As comedy, it was all very entertaining: satire wrapped around the come-hither implication that beneath the laugh lies a poignant and serious piece of reportage. Noting the praise showered upon
The Daily Show’s UNESCO report by an array of “journalistic outlets,” a writer for
the Atlantic, Conor Friedersdorf [1], extolled the special powers of comedy writers “who take the time to understand the inside baseball” and “in the search for absurdity” see with eagle eyes the “real world consequences.”

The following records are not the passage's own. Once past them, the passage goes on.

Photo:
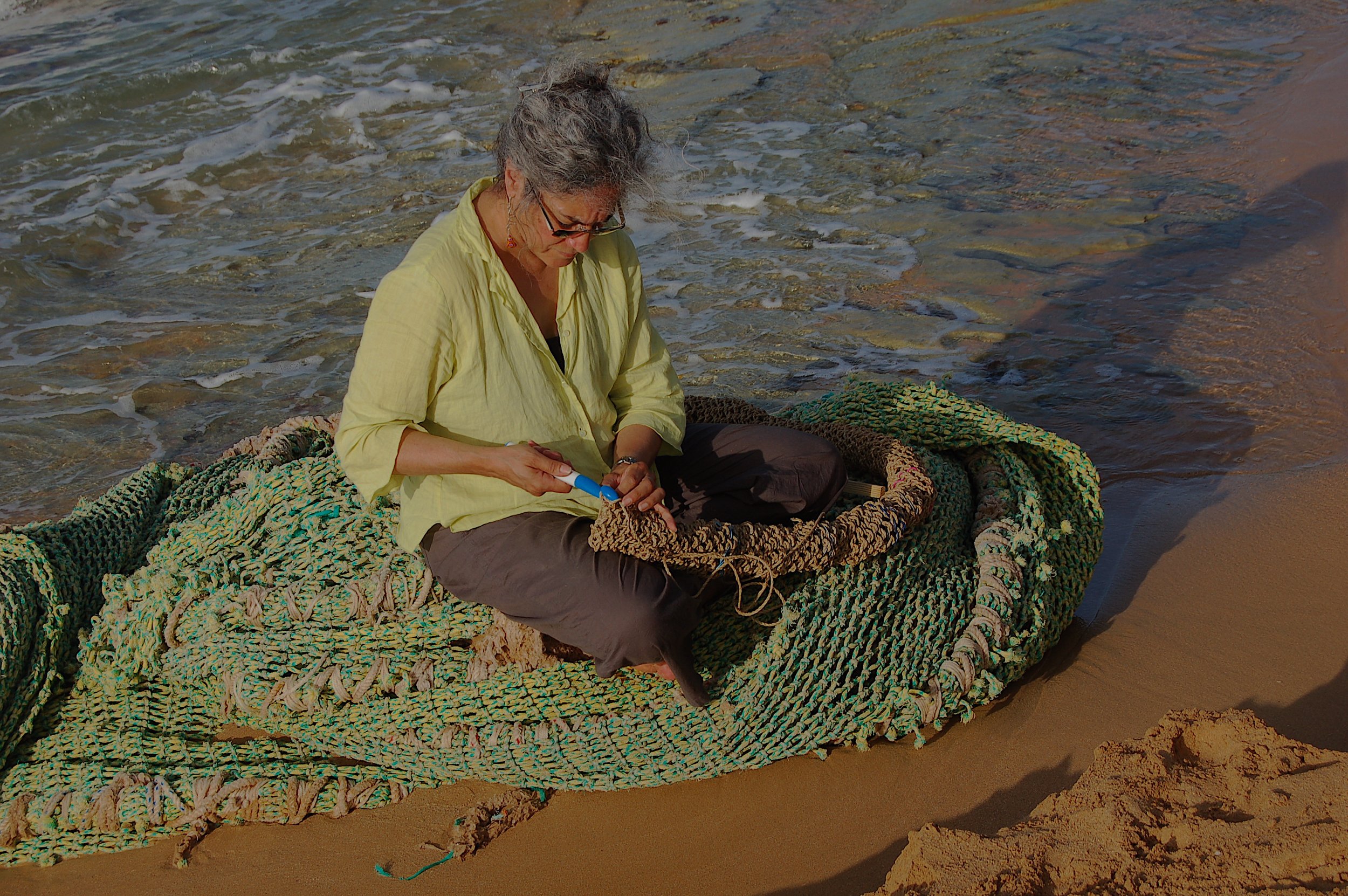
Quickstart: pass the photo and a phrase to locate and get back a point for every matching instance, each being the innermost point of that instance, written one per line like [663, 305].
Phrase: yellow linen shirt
[451, 348]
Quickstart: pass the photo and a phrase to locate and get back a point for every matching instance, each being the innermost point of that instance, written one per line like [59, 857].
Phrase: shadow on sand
[1145, 432]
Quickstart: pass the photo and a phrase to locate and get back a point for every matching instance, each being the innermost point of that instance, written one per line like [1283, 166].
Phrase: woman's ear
[514, 180]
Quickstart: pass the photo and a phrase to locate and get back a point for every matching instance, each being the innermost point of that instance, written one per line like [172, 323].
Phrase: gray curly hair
[572, 133]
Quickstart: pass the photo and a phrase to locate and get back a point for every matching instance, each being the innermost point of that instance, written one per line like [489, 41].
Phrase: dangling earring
[510, 220]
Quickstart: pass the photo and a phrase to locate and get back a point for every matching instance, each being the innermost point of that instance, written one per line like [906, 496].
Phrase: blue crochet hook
[586, 484]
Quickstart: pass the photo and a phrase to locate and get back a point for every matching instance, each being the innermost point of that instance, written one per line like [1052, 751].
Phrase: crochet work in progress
[260, 592]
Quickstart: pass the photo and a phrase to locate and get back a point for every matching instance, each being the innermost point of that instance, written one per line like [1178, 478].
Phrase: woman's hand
[532, 468]
[638, 488]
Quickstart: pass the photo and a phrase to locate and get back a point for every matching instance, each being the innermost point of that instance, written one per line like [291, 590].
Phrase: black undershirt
[554, 346]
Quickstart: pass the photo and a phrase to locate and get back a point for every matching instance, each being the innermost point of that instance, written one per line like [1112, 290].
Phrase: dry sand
[1206, 803]
[1215, 592]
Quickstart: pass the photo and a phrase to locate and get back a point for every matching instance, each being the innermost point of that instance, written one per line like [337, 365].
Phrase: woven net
[260, 592]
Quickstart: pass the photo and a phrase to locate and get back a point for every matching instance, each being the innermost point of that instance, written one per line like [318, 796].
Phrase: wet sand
[1215, 592]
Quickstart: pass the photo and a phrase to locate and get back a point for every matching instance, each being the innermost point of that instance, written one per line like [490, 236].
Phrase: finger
[632, 476]
[638, 492]
[654, 499]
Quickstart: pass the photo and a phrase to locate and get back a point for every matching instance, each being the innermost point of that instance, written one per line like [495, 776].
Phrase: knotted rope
[765, 552]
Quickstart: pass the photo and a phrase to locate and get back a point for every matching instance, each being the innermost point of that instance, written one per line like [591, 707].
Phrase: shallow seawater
[1030, 203]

Except, as a piece of reporting, The Daily Show’s UNESCO “epic” was a complete joke. It was UNESCO propaganda, masquerading as satire, masquerading as reporting. It had everything to do with slick repackaging of UNESCO’s own self-serving “talking points,” and almost nothing to do with the real world. This was fantasy UNESCO, and, for that matter, fantasy Gabon, all dolled up for the Comedy Central set — please check your dictators, terrorists, and spendthrift feather-bedding international bureaucrats at the door.